Reputation: 403
I am seeking to generate a fake dataset for my research using the Faker library. I am unable to link gender and first name of the person. Can I expect some help in this regard? The function is given below.
def faker_categorical(num=1, seed=None):
np.random.seed(seed)
fake.seed_instance(seed)
output = [
{
"gender": np.random.choice(["M", "F"], p=[0.5, 0.5]),
"GivenName": fake.first_name_male() if "gender"=="M" else fake.first_name_female(),
"Surname": fake.last_name(),
"Zipcode": fake.zipcode(),
"Date of Birth": fake.date_of_birth(),
"country": np.random.choice(["United Kingdom", "France", "Belgium"]),
}
for x in range(num)
]
return output
df = pd.DataFrame(faker_categorical(num=1000))
Upvotes: 4
Views: 6838
Reputation: 306
There is a piece of research in classification linking a name to a Gender,for example John is 99.8% male,and Maria is 99.8% female. You can read it here and can also download a .csv
file which maps different names to genders. What I did when I needed fake data about people was parse the dataset and if the value was there I assigned the classified gender,if it wasn't (Because of locals or something else) I just assigned a np.random.choice(["MALE", "FEMALE"])
. Hope this helped
Upvotes: 1
Reputation: 189638
Your question is unclear, but I guess what you are looking for is a way to refer to the result from np.random.choice()

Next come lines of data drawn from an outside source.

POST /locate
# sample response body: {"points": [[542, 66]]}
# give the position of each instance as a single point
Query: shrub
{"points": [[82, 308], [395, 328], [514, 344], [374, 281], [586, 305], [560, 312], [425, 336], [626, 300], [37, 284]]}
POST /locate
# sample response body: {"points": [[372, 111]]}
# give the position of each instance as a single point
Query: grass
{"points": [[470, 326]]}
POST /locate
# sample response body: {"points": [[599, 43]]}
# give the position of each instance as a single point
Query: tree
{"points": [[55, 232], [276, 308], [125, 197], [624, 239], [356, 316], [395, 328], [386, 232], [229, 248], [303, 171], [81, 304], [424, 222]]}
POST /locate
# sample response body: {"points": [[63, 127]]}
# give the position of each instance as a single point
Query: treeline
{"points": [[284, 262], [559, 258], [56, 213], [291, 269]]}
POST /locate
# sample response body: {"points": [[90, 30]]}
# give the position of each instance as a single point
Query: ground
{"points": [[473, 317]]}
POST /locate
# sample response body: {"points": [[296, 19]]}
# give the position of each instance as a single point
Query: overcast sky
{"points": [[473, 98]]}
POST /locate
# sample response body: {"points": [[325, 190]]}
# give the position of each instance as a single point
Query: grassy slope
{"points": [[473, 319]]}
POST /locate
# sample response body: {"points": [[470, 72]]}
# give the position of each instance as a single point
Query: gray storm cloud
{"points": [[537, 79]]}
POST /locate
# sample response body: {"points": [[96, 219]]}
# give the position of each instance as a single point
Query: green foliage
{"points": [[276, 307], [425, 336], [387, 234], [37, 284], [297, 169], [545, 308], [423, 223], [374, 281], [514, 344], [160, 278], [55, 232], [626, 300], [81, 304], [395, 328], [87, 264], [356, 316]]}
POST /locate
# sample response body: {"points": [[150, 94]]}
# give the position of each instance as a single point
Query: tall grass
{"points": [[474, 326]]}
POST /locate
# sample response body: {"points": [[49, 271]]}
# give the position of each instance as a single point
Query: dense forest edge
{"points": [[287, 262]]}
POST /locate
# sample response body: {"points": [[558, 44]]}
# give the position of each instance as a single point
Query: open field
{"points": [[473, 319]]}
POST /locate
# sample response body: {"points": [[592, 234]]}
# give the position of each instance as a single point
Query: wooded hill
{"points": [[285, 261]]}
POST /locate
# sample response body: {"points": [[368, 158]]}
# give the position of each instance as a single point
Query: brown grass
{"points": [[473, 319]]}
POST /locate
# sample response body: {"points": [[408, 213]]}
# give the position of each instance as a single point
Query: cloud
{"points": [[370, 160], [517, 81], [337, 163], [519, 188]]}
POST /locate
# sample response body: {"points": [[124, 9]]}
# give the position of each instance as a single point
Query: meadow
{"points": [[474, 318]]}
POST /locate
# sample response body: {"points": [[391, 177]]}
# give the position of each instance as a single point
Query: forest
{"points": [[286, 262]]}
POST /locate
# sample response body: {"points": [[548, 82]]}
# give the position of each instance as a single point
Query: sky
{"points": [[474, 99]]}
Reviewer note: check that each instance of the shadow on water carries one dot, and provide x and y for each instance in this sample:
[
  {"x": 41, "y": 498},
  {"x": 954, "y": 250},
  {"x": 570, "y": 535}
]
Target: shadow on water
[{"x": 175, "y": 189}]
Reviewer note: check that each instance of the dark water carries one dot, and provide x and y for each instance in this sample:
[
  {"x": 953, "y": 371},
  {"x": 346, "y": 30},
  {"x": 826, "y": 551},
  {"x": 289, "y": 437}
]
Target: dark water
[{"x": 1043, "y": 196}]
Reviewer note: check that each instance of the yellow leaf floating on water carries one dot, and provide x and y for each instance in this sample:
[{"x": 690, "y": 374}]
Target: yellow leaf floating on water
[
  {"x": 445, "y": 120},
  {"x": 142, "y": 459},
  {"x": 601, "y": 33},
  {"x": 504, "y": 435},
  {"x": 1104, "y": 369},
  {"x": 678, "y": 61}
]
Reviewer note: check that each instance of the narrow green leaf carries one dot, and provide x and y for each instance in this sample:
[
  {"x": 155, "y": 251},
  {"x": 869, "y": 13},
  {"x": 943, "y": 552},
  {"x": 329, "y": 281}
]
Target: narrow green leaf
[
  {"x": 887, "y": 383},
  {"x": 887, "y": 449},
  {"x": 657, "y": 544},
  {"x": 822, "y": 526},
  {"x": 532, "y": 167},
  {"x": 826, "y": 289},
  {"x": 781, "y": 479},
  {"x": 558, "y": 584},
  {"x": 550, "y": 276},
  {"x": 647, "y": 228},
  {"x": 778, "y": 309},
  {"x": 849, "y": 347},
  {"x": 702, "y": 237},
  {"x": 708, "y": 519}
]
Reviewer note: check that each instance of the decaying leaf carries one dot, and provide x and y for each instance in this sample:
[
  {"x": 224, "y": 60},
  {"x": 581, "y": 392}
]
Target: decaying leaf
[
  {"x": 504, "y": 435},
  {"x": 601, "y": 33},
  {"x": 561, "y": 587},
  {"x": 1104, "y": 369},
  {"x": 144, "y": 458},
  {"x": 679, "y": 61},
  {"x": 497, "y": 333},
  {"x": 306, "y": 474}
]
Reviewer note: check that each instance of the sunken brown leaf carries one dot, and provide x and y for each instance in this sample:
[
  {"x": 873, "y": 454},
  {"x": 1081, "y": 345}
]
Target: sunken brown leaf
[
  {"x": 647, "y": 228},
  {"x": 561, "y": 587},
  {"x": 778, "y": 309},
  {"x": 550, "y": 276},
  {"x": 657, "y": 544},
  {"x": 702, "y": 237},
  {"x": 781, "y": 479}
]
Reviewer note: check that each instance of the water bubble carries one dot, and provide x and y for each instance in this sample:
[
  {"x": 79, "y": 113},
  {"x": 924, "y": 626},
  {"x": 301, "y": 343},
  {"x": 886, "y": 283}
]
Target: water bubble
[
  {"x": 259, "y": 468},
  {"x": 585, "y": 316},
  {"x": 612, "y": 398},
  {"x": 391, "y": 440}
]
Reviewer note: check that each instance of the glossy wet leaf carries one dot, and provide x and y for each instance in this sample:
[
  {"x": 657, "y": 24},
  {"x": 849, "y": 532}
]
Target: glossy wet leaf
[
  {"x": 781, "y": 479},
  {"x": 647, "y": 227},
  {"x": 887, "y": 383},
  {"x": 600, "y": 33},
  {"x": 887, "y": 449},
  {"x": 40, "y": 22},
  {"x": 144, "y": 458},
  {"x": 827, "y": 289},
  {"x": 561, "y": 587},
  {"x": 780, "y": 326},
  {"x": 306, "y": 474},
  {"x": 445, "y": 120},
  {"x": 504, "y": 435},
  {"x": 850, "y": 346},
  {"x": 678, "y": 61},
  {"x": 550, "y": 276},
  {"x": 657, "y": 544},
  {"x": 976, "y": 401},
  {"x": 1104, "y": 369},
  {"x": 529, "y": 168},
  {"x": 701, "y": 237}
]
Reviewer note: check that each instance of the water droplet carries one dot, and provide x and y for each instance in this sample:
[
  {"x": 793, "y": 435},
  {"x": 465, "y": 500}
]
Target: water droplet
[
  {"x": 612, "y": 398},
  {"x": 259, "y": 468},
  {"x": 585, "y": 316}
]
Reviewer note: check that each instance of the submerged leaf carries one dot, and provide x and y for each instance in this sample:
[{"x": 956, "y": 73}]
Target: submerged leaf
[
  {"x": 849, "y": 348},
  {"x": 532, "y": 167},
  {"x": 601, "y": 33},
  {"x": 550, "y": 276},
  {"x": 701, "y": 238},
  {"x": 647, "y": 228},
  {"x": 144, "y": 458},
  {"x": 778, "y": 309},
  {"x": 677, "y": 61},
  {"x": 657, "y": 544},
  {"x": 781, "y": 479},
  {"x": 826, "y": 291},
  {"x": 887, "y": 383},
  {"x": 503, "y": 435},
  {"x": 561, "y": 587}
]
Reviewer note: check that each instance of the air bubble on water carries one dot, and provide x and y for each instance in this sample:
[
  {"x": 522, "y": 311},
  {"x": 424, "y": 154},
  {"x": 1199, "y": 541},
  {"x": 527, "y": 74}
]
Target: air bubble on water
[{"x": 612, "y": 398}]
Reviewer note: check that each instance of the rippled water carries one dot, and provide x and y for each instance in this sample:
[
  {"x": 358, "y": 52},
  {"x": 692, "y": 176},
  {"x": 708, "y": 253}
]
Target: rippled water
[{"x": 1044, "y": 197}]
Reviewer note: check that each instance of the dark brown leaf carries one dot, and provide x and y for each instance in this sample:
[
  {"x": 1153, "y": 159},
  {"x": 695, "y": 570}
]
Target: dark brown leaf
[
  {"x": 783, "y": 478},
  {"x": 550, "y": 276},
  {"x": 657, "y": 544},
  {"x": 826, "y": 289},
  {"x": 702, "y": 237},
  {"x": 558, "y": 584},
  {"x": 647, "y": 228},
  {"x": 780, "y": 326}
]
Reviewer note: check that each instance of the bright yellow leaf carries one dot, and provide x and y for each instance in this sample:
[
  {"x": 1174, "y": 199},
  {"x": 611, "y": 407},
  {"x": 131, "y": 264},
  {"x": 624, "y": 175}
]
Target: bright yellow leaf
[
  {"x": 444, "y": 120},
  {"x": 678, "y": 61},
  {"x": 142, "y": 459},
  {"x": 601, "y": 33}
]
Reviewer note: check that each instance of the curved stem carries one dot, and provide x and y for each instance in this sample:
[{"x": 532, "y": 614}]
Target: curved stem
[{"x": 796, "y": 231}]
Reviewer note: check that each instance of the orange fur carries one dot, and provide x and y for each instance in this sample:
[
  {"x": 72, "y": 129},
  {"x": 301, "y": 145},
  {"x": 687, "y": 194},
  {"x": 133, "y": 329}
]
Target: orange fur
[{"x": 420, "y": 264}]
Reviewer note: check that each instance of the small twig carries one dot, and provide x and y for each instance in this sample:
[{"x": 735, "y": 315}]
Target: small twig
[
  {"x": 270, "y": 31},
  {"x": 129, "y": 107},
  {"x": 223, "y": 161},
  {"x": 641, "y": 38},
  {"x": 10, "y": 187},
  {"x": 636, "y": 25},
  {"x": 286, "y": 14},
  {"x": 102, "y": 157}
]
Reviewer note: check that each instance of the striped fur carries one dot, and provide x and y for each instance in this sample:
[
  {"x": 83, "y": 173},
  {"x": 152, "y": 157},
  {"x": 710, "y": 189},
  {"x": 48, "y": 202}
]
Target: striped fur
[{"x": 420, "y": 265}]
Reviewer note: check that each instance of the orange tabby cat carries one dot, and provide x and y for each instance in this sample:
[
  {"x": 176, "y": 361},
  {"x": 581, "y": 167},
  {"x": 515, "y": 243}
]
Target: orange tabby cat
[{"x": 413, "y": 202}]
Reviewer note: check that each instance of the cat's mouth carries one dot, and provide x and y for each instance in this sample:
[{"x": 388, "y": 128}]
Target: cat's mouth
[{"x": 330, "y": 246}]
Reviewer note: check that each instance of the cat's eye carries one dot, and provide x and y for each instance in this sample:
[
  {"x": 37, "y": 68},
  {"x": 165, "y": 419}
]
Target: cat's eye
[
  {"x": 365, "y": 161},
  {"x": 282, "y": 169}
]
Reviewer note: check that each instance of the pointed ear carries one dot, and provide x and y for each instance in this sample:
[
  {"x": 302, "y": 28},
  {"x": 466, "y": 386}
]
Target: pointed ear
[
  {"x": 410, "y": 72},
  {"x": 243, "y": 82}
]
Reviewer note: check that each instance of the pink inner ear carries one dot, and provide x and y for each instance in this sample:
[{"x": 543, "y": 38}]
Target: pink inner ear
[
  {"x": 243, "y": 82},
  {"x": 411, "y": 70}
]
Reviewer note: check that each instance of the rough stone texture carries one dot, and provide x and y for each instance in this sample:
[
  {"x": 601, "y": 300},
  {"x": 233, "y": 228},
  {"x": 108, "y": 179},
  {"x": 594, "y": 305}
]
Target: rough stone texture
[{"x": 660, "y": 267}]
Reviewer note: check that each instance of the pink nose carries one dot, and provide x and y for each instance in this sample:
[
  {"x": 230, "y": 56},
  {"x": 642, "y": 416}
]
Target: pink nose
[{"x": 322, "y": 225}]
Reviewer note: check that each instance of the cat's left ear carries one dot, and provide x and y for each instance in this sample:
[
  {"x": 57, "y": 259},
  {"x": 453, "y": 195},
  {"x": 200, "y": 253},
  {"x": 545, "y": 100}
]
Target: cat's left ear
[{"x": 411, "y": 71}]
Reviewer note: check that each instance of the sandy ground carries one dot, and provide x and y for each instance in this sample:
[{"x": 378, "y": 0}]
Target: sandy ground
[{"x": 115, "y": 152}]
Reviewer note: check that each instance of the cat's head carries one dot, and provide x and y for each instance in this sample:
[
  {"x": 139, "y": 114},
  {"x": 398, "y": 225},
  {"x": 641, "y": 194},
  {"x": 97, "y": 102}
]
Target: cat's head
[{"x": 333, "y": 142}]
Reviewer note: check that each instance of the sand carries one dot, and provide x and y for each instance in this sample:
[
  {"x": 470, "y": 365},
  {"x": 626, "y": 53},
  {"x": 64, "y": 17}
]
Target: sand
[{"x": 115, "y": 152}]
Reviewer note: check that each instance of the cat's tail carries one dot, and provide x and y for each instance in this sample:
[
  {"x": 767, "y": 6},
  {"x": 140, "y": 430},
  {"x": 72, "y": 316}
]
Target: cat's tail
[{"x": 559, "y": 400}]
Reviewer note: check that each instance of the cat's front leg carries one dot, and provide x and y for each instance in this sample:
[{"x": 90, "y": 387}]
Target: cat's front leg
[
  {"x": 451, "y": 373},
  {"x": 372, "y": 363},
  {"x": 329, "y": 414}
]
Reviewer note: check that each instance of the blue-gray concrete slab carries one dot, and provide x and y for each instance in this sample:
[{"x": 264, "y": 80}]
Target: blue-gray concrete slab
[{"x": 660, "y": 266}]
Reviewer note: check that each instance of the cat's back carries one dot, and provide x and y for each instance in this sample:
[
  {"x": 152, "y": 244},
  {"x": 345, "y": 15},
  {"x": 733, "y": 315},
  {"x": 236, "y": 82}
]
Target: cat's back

from two different places in your code. Easy -- assign it to a temporary variable, then refer to that variable from both places.
def faker_categorical(num=1, seed=None):
np.random.seed(seed)
fake.seed_instance(seed)
output = []
for x in range(num):
gender = np.random.choice(["M", "F"], p=[0.5, 0.5])
output.append(
{
"gender": gender,
"GivenName": fake.first_name_male() if gender=="M" else fake.first_name_female(),
"Surname": fake.last_name(),
"Zipcode": fake.zipcode(),
"Date of Birth": fake.date_of_birth(),
"country": np.random.choice(["United Kingdom", "France", "Belgium"]),
})
return output
Upvotes: 5